Following similar thinking, there's no world in which AI becomes exactly capable of replacing all software developers and then stops there, miraculously saving the jobs of everyone else next to and above them in the corporate hierarchy. There may be a human, C-suite driven cost-cutting effort to pause progress there for some brief time, but if AI can do all dev work, there's no reason it can't do all office work to replace every human in front of a keyboard. Either we're all similarly affected, or else AI still isn't good enough, in which case fleets of programmers are still needed, and among those, the presumed "helpfulness" of AI will vary wildly. Not unlike what we see already.
> if AI can do all dev work, there's no reason it can't do all office work to replace every human in front of a keyboard
There are plenty of reasons.
Radiologists aren’t being replaced by AI because of liability. Same for e.g. civil engineers. Coders don’t have liability for shipping shit code. That makes switching to an AI that’s equally blameless easier.

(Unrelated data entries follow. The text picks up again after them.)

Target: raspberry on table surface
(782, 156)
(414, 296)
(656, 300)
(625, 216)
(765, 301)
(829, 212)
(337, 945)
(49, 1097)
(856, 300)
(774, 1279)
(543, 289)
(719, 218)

Also, data: the web is first and foremost a lot of code. AI is getting good at coding first for good reason.
Finally, as OP says, the hard work in engineering is actually scoping requirements and then executing and iterating on that. Some of that is technical know-how. A lot is also political and social skills. Again, customers are okay with a vibe-coded website in a way most people are not with even support chatbots.